The new picture was taken in February. It shows infrared light from WISE’s four detectors in a range of wavelengths. This infrared view highlights the region’s expansive dust cloud, which the Seven Sisters and other stars in the cluster are passing through. Infrared light also reveals the smaller and cooler stars of the family.

“The WISE all-sky survey is helping us sift through the immense and diverse population of celestial objects,” said Hashima Hasan from NASA Headquarters in Washington, D.C. “It’s a great example of the high impact science that’s possible from NASA’s Explorer Program.”

The first release of WISE data, covering about 80 percent of the sky, will be delivered to the astronomical community in May 2011. The mission scanned strips of the sky as it orbited around Earth’s poles since it launched last December.

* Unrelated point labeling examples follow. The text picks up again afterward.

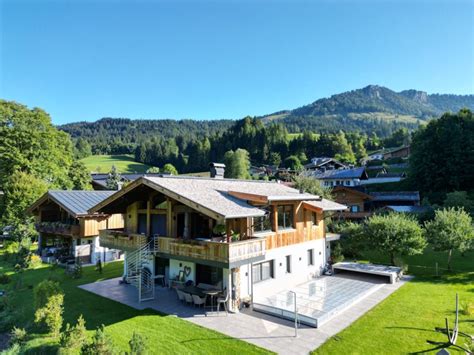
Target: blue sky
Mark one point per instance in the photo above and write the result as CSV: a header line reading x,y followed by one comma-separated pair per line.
x,y
83,60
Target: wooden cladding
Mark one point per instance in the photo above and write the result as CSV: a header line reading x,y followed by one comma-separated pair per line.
x,y
212,251
119,239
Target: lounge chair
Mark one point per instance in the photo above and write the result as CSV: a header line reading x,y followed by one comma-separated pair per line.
x,y
199,301
223,301
188,298
180,295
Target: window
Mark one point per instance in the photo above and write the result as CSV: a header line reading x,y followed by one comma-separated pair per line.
x,y
310,256
285,216
354,208
262,271
288,264
262,224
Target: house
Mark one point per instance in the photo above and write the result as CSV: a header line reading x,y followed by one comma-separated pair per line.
x,y
357,201
68,231
402,152
324,163
394,198
244,236
99,181
342,177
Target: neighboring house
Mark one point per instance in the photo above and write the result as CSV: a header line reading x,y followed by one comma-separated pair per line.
x,y
324,163
68,231
357,202
406,209
99,181
244,236
394,198
342,177
402,152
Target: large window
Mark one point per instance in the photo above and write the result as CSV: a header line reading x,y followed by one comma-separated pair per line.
x,y
288,264
262,271
310,256
285,216
262,224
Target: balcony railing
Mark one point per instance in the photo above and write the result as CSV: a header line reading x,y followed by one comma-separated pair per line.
x,y
120,239
58,228
213,251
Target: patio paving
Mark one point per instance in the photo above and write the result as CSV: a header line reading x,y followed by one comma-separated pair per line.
x,y
266,331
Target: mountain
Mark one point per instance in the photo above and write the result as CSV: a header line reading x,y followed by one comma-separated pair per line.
x,y
373,108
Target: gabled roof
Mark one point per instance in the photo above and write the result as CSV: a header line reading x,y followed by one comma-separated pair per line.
x,y
76,202
217,198
355,173
324,205
352,191
396,196
406,209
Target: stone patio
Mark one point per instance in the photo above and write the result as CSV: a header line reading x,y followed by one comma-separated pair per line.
x,y
266,331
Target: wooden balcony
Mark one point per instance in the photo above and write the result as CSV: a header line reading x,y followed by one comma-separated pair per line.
x,y
120,239
221,252
58,228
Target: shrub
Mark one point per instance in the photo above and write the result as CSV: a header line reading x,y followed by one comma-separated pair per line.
x,y
52,314
17,335
15,349
34,261
4,279
336,253
43,291
101,344
74,338
137,344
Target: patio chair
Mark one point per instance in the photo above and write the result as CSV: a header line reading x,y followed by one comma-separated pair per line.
x,y
188,298
223,301
199,301
180,295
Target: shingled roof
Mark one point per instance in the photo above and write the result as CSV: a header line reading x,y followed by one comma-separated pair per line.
x,y
355,173
219,198
76,202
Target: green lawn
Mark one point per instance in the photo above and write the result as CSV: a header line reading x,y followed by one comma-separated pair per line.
x,y
405,321
165,334
124,164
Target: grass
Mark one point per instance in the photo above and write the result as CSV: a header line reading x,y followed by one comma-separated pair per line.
x,y
405,322
124,164
165,334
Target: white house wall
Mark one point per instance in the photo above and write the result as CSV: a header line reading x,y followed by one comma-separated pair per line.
x,y
300,270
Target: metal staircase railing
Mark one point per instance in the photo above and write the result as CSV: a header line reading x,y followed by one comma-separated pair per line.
x,y
137,272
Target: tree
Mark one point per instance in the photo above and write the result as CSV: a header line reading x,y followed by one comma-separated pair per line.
x,y
114,179
395,234
21,190
451,229
459,199
29,143
82,148
52,314
237,164
169,168
440,161
79,176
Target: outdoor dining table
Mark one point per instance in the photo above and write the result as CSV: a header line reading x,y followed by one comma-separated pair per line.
x,y
212,294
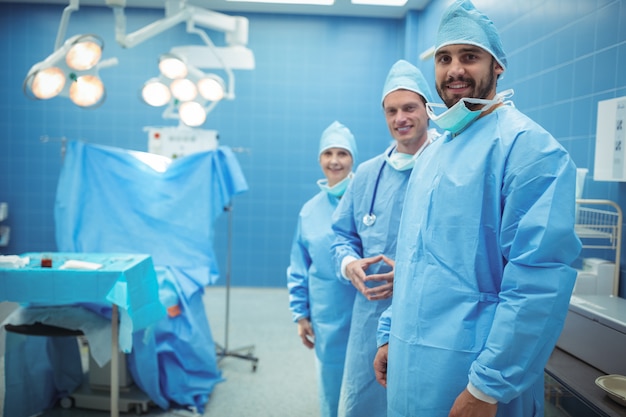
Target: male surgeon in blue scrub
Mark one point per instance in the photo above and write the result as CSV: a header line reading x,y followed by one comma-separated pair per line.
x,y
482,276
321,305
366,224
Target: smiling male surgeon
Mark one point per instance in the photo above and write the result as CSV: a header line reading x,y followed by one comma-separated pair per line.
x,y
482,276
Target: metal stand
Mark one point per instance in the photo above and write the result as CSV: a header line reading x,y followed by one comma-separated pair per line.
x,y
245,352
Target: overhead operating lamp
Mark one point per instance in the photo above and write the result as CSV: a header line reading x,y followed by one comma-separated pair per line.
x,y
190,97
189,92
71,70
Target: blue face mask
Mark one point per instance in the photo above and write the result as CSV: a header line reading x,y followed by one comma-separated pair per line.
x,y
458,117
405,161
336,190
401,161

WISE always stays over Earth’s day-night line. As Earth moves around the Sun, new slices of sky come into the telescope’s field of view. It has taken 6 months, or the amount of time for Earth to travel halfway around the Sun, for the mission to complete one full scan of the entire sky.

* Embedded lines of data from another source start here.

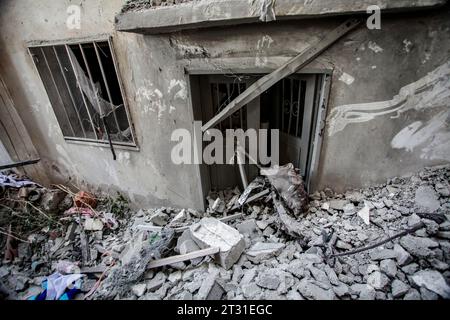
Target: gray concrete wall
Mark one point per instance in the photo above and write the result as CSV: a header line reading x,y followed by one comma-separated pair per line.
x,y
377,64
403,68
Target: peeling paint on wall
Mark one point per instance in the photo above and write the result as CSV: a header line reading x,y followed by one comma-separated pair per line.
x,y
431,91
178,89
153,100
261,48
433,137
407,45
346,78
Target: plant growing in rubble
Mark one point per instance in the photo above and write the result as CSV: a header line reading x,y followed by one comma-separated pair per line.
x,y
119,206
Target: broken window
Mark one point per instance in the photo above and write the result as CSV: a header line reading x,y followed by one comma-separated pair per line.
x,y
84,90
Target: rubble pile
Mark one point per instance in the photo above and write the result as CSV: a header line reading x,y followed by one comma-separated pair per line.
x,y
389,241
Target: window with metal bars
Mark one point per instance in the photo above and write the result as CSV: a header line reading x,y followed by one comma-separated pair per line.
x,y
85,92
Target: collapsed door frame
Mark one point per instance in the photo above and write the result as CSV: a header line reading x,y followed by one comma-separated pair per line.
x,y
318,123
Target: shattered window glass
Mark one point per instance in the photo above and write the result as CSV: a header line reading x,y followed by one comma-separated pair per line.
x,y
83,87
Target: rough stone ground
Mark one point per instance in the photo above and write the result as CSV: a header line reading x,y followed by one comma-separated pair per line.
x,y
275,266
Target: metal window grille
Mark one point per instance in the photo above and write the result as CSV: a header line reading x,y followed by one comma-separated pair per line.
x,y
83,88
222,94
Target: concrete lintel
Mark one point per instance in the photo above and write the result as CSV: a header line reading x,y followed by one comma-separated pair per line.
x,y
212,13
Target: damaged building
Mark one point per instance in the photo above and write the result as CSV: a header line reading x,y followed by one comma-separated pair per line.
x,y
91,93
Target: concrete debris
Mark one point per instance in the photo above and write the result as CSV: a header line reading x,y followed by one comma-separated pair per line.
x,y
210,232
433,281
364,214
93,224
399,288
310,290
418,246
139,289
263,251
266,252
289,185
269,279
427,199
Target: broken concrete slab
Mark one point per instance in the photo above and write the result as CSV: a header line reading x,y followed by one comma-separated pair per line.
x,y
311,291
417,246
269,279
389,267
210,232
338,204
403,256
261,251
433,281
399,288
158,280
139,289
211,289
93,224
248,227
427,199
159,218
378,280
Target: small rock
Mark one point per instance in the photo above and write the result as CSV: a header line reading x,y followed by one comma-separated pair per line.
x,y
211,289
139,289
433,281
389,267
159,218
338,204
269,280
175,276
412,294
93,224
378,280
251,291
365,291
399,288
410,268
417,246
248,227
364,214
261,251
427,199
343,245
210,232
158,280
262,224
382,254
311,291
443,190
403,257
427,294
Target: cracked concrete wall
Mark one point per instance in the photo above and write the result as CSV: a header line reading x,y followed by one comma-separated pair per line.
x,y
388,113
155,90
369,66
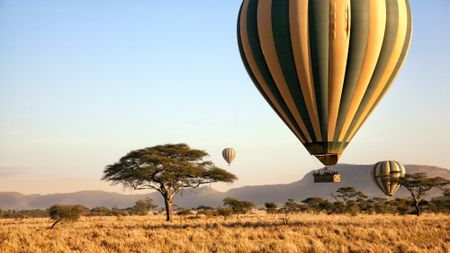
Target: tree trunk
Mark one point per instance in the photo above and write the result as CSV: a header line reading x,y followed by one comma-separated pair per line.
x,y
168,201
416,205
56,222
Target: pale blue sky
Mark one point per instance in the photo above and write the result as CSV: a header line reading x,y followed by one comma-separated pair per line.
x,y
84,82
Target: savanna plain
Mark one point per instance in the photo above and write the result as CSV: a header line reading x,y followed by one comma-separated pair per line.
x,y
248,233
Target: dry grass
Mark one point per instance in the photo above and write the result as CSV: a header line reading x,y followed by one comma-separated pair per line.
x,y
252,233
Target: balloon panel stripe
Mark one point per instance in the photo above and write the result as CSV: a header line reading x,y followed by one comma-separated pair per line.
x,y
399,64
252,75
282,41
339,38
299,31
359,34
392,26
403,42
318,32
267,84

For the next 3 months, the mission will map half of the sky again. This will enhance the telescope’s data, revealing more hidden asteroids, stars, and galaxies. The mapping will give astronomers a look at what has changed in the sky. The mission will end when the instrument’s block of solid hydrogen coolant, which is needed to chill its infrared detectors, runs out.

“The eyes of WISE have not blinked since launch,” said William Irace from NASA’s Jet Propulsion Laboratory (JPL) in Pasadena, California. “Both our telescope and spacecraft have performed flawlessly and have imaged every corner of our universe, just as we planned.”

So far, WISE has observed more than 100,000 asteroids, both known and previously unseen. Most of these space rocks are in the main belt between Mars and Jupiter. However, some are near-Earth objects, asteroids, and comets with orbits that pass relatively close to Earth.

WISE has discovered more than 90 of these new near-Earth objects. The infrared telescope is also good at spotting comets that orbit far from Earth, and has discovered more than a dozen of these so far.

WISE’s infrared vision also gives it the unique ability to pick up the glow of cool stars, called brown dwarfs, in addition to distant galaxies bursting with light and energy. These galaxies are called ultraluminous infrared galaxies, and WISE can see the brightest of them.

“WISE is filling in the blanks on the infrared properties of everything in the universe from nearby asteroids to distant quasars,” said Peter Eisenhardt of JPL. “But the most exciting discoveries may well be objects we haven’t yet imagined exist.”